Oggi capiremo cos’è e come prevenire, un tipo d’inquinamento spesso poco considerato: l’inquinamento indoor.

La vita del 90% degli abitanti cittadini (e con molta probabilità anche la tua) si svolge principalmente all’interno di case, uffici, sale riunione…insomma: stanze ed edifici. Questi ambienti possono spesso essere inquinati per diverse cause, eccone alcune.

Materiali da costruzione, rivestimenti, impianti di riscaldamento, cottura di alcuni cibi, prodotti per la pulizia, arredi, fumo e tantissimi altri. Questo problema assume ancor più rilevanza se si considera che, oggigiorno, le case sono sempre più sigillate (per evitare la fuoriuscita dell’aria calda, per diminuire i rumori provenienti dall’esterno e per altre centinaia di motivi).
Prendiamo, ad esempio, i materiali da costruzione ed i rivestimenti. Molti di quelli utilizzati tutt’oggi sono tossici, nocivi o perfino cancerogeni. È il caso della Formaldeide, utilizzata come collante per i pannelli truciolati; deiclorofluorocarburi (come il Freon); dei Ftalati utilizzati per ammorbidire il PVC; di molte vernici che rilasciano composti tossici nell’aria e che, senza un’adeguata ventilazione, possono provocare diverse problematiche ecc.

Anche gli uffici sono soggetti agli stessi problemi se non di più: si è recentemente notato come i toner delle stampanti rilascino nell’aria delle micropolveri altamente dannose per chi le respira. Per prevenire questo problema è stato recentemente inventato un attrezzo molto interessante: l’InghiotToner: una vera e propria “cappa” per stampanti che assorbe le micropolveri e rilascia aria pulita e filtrata.

Prevenire è sempre meglio che curare: come evitare l’inquinamento indoor?

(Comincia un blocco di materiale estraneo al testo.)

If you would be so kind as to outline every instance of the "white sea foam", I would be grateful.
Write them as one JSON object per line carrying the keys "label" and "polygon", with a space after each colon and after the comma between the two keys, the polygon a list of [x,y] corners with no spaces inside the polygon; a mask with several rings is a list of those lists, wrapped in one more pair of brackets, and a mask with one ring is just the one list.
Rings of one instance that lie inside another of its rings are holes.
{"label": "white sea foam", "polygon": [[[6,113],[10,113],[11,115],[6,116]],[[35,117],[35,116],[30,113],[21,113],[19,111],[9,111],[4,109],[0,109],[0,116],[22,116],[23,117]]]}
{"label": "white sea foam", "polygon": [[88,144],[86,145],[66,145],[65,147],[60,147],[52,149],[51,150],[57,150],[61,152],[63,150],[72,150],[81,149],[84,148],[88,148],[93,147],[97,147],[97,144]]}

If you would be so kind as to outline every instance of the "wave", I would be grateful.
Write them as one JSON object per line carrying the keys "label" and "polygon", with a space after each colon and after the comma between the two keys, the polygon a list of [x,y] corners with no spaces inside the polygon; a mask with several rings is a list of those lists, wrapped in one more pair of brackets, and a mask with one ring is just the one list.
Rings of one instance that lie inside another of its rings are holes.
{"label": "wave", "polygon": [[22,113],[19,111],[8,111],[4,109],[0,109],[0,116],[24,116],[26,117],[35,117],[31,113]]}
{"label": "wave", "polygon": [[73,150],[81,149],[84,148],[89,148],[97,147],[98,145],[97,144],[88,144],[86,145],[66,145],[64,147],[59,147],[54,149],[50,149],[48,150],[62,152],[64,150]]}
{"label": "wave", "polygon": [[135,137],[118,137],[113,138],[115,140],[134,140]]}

Fortunatamente l’inquinamento indoor è qualcosa che possiamo facilmente abbattere e prevenire adottando delle semplici misure d’accorgimento.
La prossima volta che dovrai riverniciare la casa, ad esempio, utilizza delle vernici ecologiche: composti ottenuti dalle resine vegetali, oli, coloranti vegetali ecc. che garantiscono la massima “eco-compatibilità” e nessuna emissione di sostanze nocive.
Quando pulisci la tua abitazione, utilizza dei prodotti fatti in casa che rispettano le tue mattonelle ma soprattutto la tua salute (su internet potrai trovare un’infinità di articoli su come produrli semplicemente). Se, invece, non vuoi rinunciare al supermercato ti basterà controllare bene le etichette dei vari prodotti per trovare quello più naturale.
Un altro piccolo accorgimento è di non lasciare i prodotti chimici in un ambiente poco ventilato: anche se sono chiusi nelle loro bottiglie piccole dosi di vapori fuoriescono ugualmente e, in un ambiente chiuso, possono formare delle condensazioni nocive.
Fai ventilare la tua casa o il tuo ufficio. Un po’ d’aria fresca farà bene a te ed all’ambiente dove passi gran parte della giornata, soprattutto se sei un fumatore!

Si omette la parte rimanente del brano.